Business Standard

Moratorium on term loans may hurt biz

- SUBRATA PANDA & ABHIJIT LELE With inputs from T E Narasimhan

The moratorium granted by the Reserve Bank of India (RBI), both on term and working capital loans, to provide a helping hand to corporates and customers struggling with inadequate liquidity, may become a cause for concern for them later.

Under the RBI scheme, there is a three-month moratorium on the interest payment on working capital loans.

So, after the end of three months, the deferred interest (of three months) will be collected immediatel­y after the moratorium ends. Hence, corporates may end up paying four months interest on their loans together.

This could come as a blow to companies, given the current situation. C S Setty, MD at SBI, told the media on Wednesday that if anyone is unable to pay the amount after the moratorium period, it will not immediatel­y impact the asset quality though the account will become special mention account 1 (SMA 1).

Even if they delay the payment by another 60 days, it will be a SMA 2 account and not a non-performing asset.

SMA 2 accounts are those where repayment has been delayed by between 61 and 90 days. If an account sees repayments delayed by 90 days, it turns into an NPA.

Setty said businesses may face difficulty in paying four months interest immediatel­y after the end of moratorium. “We may speak to the Indian Banks’ Associatio­n and get clarificat­ion from the RBI if such loans can be restructur­ed.” Similarly, those who opt for moratorium may end up paying more. Any deferment of interest by borrowers under the scheme will add to the total cost paid by the borrowers, Shetty said.

If customers have the ability to pay the EMIS, then they should shy away from availing the scheme because the cost will add up, he added.

“Unpaid interest amount on your loan account during this period will be capitalise­d, that is, added to your outstandin­g principal amount. To keep your instalment at the current level, the tenor of your loan will be enhanced accordingl­y. As a result, while your EMI amount will remain same, the amount of interest cost on your loan will increase due to extension of the remaining tenor,” Bajaj Finserv said in a note to its customer.

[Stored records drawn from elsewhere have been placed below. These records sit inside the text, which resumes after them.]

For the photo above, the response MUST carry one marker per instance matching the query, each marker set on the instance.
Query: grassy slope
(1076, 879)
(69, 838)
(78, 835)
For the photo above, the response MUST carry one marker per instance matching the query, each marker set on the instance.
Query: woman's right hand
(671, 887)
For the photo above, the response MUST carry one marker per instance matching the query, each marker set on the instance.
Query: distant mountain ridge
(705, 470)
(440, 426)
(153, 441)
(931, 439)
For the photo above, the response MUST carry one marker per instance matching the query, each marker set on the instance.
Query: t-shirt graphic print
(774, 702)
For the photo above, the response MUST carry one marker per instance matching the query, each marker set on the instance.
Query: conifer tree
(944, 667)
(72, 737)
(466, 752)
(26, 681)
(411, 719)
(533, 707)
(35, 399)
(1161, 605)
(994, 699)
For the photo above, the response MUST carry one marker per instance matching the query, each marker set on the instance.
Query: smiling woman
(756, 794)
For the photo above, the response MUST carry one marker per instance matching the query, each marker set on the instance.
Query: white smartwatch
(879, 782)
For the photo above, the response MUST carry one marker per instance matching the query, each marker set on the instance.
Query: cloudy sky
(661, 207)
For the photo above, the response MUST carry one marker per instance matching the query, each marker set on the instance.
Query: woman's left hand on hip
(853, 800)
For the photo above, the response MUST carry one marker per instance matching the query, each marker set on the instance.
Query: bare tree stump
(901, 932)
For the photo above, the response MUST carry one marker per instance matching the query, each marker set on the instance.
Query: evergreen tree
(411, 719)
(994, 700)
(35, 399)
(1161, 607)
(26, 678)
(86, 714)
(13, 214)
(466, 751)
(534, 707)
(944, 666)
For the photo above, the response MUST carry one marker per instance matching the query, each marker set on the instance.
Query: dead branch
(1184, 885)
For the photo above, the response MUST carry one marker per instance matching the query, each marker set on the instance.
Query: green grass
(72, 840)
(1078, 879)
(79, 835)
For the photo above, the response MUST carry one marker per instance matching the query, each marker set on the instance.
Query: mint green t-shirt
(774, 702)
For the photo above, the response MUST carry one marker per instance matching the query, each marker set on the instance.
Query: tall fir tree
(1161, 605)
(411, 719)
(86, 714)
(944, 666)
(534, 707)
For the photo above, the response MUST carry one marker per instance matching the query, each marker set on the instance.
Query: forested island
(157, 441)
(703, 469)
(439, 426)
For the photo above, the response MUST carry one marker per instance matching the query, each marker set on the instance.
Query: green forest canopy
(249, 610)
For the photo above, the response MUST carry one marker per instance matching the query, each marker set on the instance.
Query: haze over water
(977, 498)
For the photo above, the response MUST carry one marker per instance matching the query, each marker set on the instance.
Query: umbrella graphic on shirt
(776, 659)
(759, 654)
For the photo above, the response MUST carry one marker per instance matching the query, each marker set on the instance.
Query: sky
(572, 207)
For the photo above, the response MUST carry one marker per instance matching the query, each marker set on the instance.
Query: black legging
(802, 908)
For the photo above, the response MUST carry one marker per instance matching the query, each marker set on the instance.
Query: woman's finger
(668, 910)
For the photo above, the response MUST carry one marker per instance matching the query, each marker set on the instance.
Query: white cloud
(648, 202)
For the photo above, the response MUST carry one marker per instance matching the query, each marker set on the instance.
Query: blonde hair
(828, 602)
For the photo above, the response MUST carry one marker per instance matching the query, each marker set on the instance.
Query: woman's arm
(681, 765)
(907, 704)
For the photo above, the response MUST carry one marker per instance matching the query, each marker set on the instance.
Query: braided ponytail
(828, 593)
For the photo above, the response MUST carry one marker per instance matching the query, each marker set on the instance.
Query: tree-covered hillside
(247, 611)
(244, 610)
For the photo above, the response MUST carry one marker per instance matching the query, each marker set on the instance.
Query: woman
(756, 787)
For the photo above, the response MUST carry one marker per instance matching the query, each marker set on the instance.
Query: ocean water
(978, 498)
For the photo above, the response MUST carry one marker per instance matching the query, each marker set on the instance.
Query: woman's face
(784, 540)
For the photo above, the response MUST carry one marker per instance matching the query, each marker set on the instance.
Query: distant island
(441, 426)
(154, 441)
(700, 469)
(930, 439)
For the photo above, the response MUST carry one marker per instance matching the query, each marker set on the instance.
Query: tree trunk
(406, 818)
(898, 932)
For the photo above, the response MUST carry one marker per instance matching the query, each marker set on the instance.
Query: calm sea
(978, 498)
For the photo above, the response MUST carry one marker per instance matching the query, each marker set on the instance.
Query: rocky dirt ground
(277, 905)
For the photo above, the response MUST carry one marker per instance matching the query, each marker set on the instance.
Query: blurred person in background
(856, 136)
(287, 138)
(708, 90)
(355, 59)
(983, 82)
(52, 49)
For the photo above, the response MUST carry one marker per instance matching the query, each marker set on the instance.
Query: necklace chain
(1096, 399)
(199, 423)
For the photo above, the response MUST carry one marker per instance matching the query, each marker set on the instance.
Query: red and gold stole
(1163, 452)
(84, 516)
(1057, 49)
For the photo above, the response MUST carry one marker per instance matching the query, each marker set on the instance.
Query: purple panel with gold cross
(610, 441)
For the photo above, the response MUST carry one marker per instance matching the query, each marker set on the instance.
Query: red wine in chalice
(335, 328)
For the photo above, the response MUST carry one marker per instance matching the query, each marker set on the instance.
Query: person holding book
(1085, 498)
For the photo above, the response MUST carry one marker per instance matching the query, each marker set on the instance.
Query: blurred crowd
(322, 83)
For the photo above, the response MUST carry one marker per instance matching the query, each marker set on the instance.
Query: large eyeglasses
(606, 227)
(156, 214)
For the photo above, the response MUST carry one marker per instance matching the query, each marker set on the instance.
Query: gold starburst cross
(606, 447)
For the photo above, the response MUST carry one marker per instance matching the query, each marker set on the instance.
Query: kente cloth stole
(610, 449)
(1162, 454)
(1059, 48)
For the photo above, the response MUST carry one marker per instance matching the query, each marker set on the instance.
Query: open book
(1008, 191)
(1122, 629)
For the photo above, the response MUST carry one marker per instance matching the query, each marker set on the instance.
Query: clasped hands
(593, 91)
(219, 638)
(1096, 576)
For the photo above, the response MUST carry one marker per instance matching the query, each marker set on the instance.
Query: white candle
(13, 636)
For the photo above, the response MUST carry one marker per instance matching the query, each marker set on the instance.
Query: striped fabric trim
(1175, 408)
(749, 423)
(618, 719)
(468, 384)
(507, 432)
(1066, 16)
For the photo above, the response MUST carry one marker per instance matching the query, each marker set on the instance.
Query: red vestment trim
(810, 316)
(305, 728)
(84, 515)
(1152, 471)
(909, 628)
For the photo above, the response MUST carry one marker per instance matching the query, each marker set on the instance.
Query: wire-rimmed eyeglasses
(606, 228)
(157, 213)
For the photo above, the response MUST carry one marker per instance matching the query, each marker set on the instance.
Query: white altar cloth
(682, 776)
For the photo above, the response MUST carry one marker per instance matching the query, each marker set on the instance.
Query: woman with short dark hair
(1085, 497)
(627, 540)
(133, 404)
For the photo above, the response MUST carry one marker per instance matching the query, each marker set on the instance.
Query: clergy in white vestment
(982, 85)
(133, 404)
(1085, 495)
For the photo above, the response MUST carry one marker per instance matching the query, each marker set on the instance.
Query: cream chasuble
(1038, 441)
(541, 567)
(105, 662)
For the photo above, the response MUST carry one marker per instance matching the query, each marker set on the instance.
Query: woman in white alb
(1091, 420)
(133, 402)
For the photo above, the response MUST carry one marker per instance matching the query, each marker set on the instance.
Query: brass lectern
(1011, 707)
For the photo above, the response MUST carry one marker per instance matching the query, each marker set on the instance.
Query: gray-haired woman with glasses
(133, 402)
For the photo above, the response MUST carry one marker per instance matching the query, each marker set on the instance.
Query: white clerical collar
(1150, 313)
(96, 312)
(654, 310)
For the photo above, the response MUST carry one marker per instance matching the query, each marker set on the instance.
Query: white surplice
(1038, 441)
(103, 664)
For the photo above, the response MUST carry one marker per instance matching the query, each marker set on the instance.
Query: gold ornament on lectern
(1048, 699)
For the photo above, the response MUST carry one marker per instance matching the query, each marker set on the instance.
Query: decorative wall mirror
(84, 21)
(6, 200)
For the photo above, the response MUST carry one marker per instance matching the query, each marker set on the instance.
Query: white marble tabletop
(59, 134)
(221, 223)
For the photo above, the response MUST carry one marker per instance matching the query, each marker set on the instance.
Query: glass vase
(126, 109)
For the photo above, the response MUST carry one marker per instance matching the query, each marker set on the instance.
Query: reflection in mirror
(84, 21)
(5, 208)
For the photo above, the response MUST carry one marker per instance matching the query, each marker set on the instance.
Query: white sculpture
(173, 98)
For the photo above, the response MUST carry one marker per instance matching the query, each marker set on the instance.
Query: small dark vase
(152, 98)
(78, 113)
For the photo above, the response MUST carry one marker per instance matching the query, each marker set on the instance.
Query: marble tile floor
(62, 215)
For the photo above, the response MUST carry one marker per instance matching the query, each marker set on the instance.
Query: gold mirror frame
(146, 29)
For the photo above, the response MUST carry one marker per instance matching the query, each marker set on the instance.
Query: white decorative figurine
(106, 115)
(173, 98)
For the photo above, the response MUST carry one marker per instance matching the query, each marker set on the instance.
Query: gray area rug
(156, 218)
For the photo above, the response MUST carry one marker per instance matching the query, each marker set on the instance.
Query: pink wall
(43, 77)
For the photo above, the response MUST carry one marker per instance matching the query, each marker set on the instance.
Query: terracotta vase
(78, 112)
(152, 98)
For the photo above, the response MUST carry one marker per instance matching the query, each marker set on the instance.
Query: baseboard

SBI has also extended the timeline for payment of settlement amount under the onetime settlement (OTS) scheme by three months. Also, in keeping with the RBI’S moratorium of repayments, a lender will refund the EMI. If it has already been debited for March, it will be refunded.

“The scheme is for everyone and the customer has to just send an email to the bank saying they want to avail it (options),” Shetty added.

Sanjiv Chadha, MD and CEO, Bank of Baroda, said it will not raise demand on the customer. They have the option to discontinu­e the standard instructio­n (for deduction of EMI).

If some customer wants to reverse the transactio­n for March, the bank will do it, Chadha said.

The flexibilit­y on both counts — OTS and EMI — comes in the backdrop of the current disruption in the market and the 21-day lockdown.

SBI said customers on boarded under settlement scheme SBI OTS 2019, Rin Samadhan 19-20 and General Compromise can meet payment obligation­s by June 30.

Under OTS 2019, the extension will be available only to those where the first two instalment­s of 5 per cent/15 cent and 20 per cent/25 cent have been received within the stipulated time of 30 days and 60 days, respective­ly. The balance OTS amount can be paid by June 30. The bank will not charge any interest on the amount for this extended period.

Y S Chakravart­i, MD & CEO of Shriram City Union Finance, said, “We are giving a moratorium but we suggest it is better for you to pay.”

Those who are in the manufactur­ing sector may be opting for it and it may take around three to four months for them to bounce back to normalcy. “For trading and services, which comprises majority of customers, it would be a faster recovery. I expect around 5060 per cent of our customers to go for moratorium,” he said.

Rajiv Sabharwal, MD & CEO of Tata Capital, said retail borrowers will have the option of moratorium. For large-value (corporate) clients, it will ask for extra informatio­n on how the Covid-19 and its aftermath impacted business.